Example: Google PSE Result Processors

"result_processors": [
    "MappingResultProcessor",
    "DateFinderResultProcessor",
    "CosineRelevancyResultProcessor"
]

Modify Default Pipelines

To customize:

  • Post Result Processors: Edit getSearchPostResultProcessorsDefault() in swirl/models.py.
  • Default Mixer: Change the Search.result_mixer default.
result_mixer = models.CharField(max_length=200, default='RelevancyMixer', choices=MIXER_CHOICES)

Configure Relevancy Field Weights

To adjust field weights for relevancy scoring, update RELEVANCY_CONFIG in:
swirl_server/settings.py.

Default Weights:

Field Weight Notes
title 1.5  
body 1.0 Base relevancy score
author 1.0  

Configure Stopwords Language

By default, SWIRL loads English stopwords. To change this:

  1. Update SWIRL_DEFAULT_QUERY_LANGUAGE in:
    swirl_server/settings.py.
  2. Set it to another NLTK stopword language.

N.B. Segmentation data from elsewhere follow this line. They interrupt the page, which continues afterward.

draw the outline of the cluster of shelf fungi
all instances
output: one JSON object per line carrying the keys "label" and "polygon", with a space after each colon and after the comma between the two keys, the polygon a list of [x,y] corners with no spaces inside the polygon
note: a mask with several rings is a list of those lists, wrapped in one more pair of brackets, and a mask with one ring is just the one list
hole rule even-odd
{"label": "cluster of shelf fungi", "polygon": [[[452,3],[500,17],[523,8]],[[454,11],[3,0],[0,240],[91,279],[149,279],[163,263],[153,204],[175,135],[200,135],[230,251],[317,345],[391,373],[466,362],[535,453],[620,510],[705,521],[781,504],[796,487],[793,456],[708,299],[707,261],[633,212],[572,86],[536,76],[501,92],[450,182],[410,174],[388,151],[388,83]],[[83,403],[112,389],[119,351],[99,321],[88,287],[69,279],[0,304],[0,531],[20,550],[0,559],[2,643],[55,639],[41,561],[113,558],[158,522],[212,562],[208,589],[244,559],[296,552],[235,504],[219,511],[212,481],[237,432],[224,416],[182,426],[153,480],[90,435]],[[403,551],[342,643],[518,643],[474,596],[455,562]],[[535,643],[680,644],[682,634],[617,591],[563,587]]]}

Redact or Remove Personally Identifiable Information (PII)

SWIRL supports PII removal and redaction using Microsoft Presidio.

RemovePIIQueryProcessor (Redacts Queries)

Removes PII before querying.

Enable for a Specific SearchProvider:

"query_processors": [
    "AdaptiveQueryProcessor",
    "RemovePIIQueryProcessor"
]

Enable for ALL SearchProviders:

Modify swirl/models.py:

def getSearchPreQueryProcessorsDefault():
    return ["RemovePIIQueryProcessor"]

More details: ResultProcessors

RemovePIIResultProcessor (Redacts Results)

Redacts PII in results (e.g., "James T. Kirk""<PERSON>").

Enable for a Specific SearchProvider:

"result_processors": [
    "MappingResultProcessor",
    "DateFinderResultProcessor",
    "CosineRelevancyResultProcessor",
    "RemovePIIResultProcessor"
]

More details: ResultProcessors

RemovePIIPostResultProcessor

This processor applies PII redaction after all results are processed.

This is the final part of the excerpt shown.